INTEGRATING GENERATIVE AI INTO CONTROL THEORY EDUCATION: AUTOMATED QUESTION DESIGN AND STUDENT EVALUATION
University of Vigo (SPAIN)
About this paper:
Conference name: 20th International Technology, Education and Development Conference
Dates: 2-4 March, 2026
Location: Valencia, Spain
Abstract:
This paper describes a teaching experience that brings generative AI into a Control Theory course. The goal was to help teachers design assessment materials and make learning more engaging. Using generative AI tools, the team created conceptual and problem-based questions based on real laboratory activities. A total of approximately 160 questions were generated across several core topics of the course, including Laplace analysis, first-order systems, state-space models, and PID control, using a large language model provided by Mistral AI.
Each question was labeled by type and cognitive level. The main categories were scenario-based, cause–effect, and numerical problems. The questions were exported in GIFT format, which made it easy to upload them directly into the MOODLE platform used for the course. Before deployment, all questions were reviewed by the teaching staff following four criteria: clarity of the language, accuracy of the explanations, correct use of the GIFT format and removal of potentially confusing items. Students then answered the questions without knowing that AI had written them. This avoided any bias or preconceptions about AI content. Student responses and perceptions were later analysed using a Likert-scale survey focused on clarity, comprehension, and perceived didactic value.

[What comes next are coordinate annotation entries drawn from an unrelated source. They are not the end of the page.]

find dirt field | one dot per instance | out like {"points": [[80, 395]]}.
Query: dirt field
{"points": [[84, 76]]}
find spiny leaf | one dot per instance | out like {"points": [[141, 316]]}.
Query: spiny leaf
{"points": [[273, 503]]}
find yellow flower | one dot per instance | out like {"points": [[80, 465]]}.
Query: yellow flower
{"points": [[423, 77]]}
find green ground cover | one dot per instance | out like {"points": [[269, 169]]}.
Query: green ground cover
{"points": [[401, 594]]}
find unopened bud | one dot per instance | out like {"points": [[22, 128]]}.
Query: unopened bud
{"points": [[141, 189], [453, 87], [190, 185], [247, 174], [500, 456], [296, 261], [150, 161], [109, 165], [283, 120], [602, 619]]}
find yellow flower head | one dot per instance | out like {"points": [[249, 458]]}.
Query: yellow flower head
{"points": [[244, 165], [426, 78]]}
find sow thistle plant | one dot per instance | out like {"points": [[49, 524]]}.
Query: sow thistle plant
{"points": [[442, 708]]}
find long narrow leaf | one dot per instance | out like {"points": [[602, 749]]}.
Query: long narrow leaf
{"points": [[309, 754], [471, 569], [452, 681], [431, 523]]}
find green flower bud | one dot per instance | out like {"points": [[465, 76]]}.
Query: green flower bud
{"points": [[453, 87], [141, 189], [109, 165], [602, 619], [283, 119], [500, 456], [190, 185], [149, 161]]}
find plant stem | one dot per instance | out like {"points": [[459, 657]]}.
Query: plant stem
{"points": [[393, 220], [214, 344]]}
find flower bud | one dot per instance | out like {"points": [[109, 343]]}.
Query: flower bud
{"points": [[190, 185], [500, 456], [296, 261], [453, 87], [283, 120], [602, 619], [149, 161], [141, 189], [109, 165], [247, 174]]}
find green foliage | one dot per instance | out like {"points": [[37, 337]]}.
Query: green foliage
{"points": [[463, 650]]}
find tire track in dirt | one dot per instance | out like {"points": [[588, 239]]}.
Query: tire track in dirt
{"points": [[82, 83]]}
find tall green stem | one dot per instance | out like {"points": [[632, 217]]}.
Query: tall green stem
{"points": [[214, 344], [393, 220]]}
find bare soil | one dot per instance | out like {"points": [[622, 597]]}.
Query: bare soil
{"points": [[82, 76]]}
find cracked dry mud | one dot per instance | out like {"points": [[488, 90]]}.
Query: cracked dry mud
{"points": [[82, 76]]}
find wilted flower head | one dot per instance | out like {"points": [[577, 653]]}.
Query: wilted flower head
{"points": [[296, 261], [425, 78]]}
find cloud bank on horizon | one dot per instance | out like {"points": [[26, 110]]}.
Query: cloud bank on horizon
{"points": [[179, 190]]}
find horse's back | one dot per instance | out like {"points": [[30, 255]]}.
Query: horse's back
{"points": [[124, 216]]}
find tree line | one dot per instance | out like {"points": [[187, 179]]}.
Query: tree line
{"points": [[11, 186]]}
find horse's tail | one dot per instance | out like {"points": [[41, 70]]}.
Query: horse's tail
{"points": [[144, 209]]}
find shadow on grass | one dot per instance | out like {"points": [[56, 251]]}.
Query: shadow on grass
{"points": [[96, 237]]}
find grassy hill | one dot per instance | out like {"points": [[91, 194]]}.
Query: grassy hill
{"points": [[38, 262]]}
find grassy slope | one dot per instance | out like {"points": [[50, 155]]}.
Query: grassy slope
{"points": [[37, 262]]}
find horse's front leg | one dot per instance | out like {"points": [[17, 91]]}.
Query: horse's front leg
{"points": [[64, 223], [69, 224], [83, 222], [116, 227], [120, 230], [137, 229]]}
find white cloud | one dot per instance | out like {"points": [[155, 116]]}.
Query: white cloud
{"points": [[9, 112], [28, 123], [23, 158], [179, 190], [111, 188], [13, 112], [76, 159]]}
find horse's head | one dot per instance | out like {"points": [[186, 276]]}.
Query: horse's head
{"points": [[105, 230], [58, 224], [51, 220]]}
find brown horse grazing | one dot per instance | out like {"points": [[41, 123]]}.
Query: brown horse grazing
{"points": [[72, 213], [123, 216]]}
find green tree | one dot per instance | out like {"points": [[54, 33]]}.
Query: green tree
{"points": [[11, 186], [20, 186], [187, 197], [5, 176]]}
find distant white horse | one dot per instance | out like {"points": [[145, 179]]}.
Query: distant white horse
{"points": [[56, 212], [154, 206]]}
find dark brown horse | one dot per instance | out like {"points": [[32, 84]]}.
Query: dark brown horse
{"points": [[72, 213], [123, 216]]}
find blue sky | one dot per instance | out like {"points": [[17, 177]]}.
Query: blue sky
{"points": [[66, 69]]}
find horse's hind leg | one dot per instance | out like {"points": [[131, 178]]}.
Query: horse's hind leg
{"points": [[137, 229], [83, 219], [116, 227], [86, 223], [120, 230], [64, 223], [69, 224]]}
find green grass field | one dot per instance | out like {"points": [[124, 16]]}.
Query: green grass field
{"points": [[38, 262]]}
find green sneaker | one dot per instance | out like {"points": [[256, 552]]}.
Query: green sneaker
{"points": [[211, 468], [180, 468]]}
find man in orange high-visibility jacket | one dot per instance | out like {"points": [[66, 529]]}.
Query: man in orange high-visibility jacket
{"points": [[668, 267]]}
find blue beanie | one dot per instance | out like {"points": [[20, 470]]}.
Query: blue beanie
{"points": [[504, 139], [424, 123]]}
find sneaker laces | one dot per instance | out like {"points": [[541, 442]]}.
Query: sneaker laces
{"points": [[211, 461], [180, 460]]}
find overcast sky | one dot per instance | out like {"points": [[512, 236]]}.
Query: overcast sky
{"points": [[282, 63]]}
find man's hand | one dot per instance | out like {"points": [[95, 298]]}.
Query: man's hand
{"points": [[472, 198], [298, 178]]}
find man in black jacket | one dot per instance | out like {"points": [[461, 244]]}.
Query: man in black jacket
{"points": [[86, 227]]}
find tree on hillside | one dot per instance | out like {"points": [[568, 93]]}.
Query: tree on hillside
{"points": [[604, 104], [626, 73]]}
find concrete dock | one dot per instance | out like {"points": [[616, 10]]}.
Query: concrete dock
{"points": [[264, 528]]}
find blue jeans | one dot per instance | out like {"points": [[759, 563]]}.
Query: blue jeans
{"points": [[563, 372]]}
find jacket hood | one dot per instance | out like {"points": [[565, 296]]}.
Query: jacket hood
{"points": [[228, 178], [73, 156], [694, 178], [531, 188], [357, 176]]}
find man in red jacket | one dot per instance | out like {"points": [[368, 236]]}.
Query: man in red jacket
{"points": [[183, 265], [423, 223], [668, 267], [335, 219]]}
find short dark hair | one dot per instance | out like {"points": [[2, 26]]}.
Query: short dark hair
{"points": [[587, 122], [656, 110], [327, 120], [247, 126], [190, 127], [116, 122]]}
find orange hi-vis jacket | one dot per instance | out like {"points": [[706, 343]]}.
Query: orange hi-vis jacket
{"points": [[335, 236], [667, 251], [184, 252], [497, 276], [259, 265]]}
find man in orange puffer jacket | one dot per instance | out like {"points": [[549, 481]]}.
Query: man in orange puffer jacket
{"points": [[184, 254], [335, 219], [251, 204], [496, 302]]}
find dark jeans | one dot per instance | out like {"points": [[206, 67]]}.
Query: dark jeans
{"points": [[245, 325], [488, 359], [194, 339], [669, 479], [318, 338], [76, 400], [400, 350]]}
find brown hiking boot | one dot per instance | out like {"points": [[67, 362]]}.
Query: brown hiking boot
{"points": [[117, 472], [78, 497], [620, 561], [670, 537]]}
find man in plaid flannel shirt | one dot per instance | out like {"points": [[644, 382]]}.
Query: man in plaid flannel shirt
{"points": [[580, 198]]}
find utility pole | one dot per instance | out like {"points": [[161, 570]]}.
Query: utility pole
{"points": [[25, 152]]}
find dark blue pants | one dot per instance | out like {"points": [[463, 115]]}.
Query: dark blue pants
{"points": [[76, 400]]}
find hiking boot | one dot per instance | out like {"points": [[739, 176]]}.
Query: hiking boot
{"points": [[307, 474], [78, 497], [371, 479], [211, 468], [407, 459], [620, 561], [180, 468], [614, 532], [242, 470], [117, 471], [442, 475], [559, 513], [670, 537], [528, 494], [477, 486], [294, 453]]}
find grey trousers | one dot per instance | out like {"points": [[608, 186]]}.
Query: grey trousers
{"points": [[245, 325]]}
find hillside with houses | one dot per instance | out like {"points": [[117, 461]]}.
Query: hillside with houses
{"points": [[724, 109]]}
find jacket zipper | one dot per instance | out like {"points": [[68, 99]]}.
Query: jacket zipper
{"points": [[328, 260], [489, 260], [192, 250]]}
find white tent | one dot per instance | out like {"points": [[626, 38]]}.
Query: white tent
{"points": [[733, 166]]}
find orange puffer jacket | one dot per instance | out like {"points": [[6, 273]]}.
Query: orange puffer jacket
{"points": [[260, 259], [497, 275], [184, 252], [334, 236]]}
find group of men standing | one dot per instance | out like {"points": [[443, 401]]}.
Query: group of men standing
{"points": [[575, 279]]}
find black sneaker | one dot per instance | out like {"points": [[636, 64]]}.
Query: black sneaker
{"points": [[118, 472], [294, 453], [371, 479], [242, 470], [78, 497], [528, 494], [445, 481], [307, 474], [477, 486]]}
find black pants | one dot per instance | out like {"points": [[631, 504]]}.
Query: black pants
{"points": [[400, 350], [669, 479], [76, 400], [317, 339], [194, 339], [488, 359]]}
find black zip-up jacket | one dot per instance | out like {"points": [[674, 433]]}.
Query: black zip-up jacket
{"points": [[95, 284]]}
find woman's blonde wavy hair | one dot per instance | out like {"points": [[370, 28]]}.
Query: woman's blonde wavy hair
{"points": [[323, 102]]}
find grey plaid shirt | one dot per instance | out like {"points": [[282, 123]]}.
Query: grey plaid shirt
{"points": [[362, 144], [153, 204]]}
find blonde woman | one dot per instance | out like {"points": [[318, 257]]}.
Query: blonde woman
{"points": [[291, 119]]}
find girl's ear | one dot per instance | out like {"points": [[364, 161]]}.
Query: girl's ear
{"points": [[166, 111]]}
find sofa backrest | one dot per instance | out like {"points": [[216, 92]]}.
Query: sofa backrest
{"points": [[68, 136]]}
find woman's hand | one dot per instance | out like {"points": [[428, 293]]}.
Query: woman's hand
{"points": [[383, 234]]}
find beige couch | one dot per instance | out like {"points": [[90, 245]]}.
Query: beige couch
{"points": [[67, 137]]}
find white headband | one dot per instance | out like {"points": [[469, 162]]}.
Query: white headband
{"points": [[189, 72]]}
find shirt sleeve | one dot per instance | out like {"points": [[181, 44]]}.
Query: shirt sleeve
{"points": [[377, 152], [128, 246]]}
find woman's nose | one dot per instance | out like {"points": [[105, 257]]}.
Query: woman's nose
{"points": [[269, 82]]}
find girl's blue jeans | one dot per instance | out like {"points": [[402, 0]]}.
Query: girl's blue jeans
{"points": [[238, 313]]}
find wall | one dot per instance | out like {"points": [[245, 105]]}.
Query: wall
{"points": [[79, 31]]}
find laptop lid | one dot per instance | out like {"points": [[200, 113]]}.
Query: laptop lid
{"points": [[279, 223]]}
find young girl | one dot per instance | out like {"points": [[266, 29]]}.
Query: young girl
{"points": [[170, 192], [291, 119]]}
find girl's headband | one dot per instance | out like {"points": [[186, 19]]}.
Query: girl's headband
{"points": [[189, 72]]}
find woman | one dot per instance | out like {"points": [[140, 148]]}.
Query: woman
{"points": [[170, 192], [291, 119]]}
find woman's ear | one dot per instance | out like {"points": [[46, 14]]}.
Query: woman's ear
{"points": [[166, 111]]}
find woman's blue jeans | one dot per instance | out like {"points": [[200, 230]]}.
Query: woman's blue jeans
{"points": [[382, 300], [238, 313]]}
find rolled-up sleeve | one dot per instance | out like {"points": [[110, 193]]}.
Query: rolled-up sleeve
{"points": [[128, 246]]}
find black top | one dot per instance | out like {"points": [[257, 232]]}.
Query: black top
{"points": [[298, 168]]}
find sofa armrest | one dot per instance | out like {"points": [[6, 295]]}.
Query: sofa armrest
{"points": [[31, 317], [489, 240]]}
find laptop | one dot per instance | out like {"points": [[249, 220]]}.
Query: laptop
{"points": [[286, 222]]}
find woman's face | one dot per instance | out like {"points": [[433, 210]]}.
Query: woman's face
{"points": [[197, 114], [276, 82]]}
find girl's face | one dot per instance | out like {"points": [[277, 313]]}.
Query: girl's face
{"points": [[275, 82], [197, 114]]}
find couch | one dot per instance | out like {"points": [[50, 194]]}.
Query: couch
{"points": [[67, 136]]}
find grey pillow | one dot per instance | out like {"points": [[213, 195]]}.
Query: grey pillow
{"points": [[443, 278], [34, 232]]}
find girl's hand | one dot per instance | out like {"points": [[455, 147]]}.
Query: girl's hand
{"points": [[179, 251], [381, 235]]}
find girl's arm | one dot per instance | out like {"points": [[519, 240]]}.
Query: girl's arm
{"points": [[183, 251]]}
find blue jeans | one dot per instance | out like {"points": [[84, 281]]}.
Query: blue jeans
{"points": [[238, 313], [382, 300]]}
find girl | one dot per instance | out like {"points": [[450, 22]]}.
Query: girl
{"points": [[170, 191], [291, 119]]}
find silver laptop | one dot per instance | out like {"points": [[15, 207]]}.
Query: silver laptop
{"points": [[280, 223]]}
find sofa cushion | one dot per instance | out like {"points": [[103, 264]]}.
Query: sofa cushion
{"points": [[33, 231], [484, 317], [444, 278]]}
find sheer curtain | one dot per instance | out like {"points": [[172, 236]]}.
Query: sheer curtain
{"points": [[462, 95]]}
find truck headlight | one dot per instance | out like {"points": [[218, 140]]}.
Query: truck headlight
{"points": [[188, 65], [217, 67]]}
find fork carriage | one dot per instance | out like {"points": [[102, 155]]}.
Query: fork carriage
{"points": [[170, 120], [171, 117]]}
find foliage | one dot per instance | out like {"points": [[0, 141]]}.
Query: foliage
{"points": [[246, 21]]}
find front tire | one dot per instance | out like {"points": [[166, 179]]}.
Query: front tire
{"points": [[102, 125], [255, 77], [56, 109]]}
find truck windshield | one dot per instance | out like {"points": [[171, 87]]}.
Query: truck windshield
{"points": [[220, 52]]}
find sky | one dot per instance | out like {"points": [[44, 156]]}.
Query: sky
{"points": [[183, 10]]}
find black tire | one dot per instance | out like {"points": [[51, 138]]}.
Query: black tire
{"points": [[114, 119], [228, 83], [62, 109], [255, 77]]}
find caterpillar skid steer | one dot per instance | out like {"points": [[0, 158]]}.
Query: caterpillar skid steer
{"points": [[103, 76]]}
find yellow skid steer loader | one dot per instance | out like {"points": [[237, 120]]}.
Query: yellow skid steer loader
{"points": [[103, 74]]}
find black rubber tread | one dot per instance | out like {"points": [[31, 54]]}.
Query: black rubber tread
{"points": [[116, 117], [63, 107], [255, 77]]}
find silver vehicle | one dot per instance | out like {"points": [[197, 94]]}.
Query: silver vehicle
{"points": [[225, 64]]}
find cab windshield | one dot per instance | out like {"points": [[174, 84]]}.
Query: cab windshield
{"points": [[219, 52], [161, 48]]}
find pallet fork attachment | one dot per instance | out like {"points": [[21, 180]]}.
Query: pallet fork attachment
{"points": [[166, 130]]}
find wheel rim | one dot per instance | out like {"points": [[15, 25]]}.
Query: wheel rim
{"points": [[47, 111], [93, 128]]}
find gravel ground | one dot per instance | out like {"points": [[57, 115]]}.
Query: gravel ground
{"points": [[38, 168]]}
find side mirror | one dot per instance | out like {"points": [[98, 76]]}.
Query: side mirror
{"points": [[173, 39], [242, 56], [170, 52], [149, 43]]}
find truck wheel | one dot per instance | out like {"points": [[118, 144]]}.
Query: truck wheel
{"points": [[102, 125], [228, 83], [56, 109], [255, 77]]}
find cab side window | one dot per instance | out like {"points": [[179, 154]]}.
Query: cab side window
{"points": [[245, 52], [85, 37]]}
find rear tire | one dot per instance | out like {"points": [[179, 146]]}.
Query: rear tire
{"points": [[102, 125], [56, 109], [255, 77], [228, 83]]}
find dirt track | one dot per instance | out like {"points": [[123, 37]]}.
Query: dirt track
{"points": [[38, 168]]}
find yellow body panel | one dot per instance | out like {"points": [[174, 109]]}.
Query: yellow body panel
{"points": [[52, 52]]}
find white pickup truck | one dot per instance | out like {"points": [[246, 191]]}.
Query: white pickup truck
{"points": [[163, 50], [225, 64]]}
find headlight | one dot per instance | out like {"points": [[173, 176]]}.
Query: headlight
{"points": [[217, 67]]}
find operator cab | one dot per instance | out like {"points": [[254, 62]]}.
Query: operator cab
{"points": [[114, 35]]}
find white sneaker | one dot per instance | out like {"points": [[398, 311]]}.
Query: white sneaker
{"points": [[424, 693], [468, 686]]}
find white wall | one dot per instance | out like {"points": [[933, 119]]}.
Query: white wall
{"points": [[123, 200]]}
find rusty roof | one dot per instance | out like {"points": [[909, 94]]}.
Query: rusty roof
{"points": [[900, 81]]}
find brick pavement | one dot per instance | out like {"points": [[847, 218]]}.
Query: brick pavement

Results show that generative AI can produce questions of high educational quality. Survey results indicate high levels of student agreement regarding the clarity of the questions and their usefulness for consolidating knowledge. In particular, the inclusion of explicit explanations for incorrect answers was highly valued by students. It also saves instructors a great deal of time and effort. With less time spent on repetitive tasks, teachers can focus on improving feedback, discussion, and experimentation in class. The proposed workflow is novel in that it combines automated question generation, structured pedagogical review, and direct integration into official university platforms, making it easy to replicate and scale in other technical courses. The study suggests that AI-assisted assessment design is a practical way to make control engineering courses more efficient, consistent, and creative. It lowers one of the main barriers to innovation in higher education: lack of preparation time.Keywords:
Generative AI, control theory education, automated question generation, GIFT format, MOODLE integration, engineering education.